Aku menyuruh sopir taksi untuk memberhentikan mobilnya di pertigaan lampu merah ini. Aku berjalan pelan menghampiri gadis yang kini tengah terisak pelan. Perlahan, langkah demi langkah. Aku berjalan mendekatinya dengam hati-hati.
Ketika sampai di dekatnya, aku memberikan separuh payungku untuk melindungi tubuhnya dsri terpaan hujan. Sepersekon kemudian dia mendongak. Manik matanya bertemu dengan milikku. Dia menatapku dengan tatapan sendu--tatapan yang paling kubenci saat itu terpasang di wajahnya.
"Kayaknya hujan-hujanan itu emang hobi lo sejak dulu, deh."
Tanpa berbasa-basi, dia sempurna menjatuhkan tubuhnya padaku. Aku reflek menahannya agar tak terjatuh. Lantas perlahan dapat kurasakan tangannya yang dingin mendekap tubuhku erat.
Aku terlalu terkejut dengan sikapnya yang tiba-tiba. Samar-samar aku masih bisa mendengar isakannya yang terbenam dalam dadaku.
Sahara.. apa yang sudah terjadi?
Namun, pertanyaan itu hanya berakhir di tenggorokanku saja. Tanpa mampu keluar dari sana. Dingin tubunya tak lagi mampu untuk mengusikku. Lantas dengan satu tanganku yang tersisa bebas. Aku balas mendekapnya erat. Sampai masing-masing dari kami dapat merasakan kehangatan menjalar secara perlahan.

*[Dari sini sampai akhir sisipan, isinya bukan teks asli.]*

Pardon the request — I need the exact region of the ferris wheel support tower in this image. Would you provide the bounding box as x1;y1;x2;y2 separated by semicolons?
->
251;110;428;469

Malam mulai larut. Tak banyak orang yang melewati jalan ini. Hanya satu dua mobil dengan lampu sorotnya yang tanpa sengaja mengenai kami. Butuh waktu lama untuk kami saling melepas dekapan hangat masing-masing.
Sampai di beberapa menit setelahnya, aku merasakan tubuhnya yang terasa semakin berat akibat tenaganya yang sudah terkuras. Mungkin saja dia sudah tergeletak di jalan jika aku tak menahannya. Sehingga dengan begitu saja aku membawanya dalam gendonganku untuk menepi dari jalanan yang lengang ini.
KAMU SEDANG MEMBACA
[√] Hydrangea Love | [TERBIT]
Teenfikce❗Pemberitahuan❗ Cerita ini adalah spin-off dari novel pertama berjudul "KENANGA(N)" yang juga masih banyak sekali kekurangan. Meski sudah diterbitkan cerita ini masih perlu revisi lagi kedepannya. Tidak disarankan untuk membaca cerita ini sebelum r...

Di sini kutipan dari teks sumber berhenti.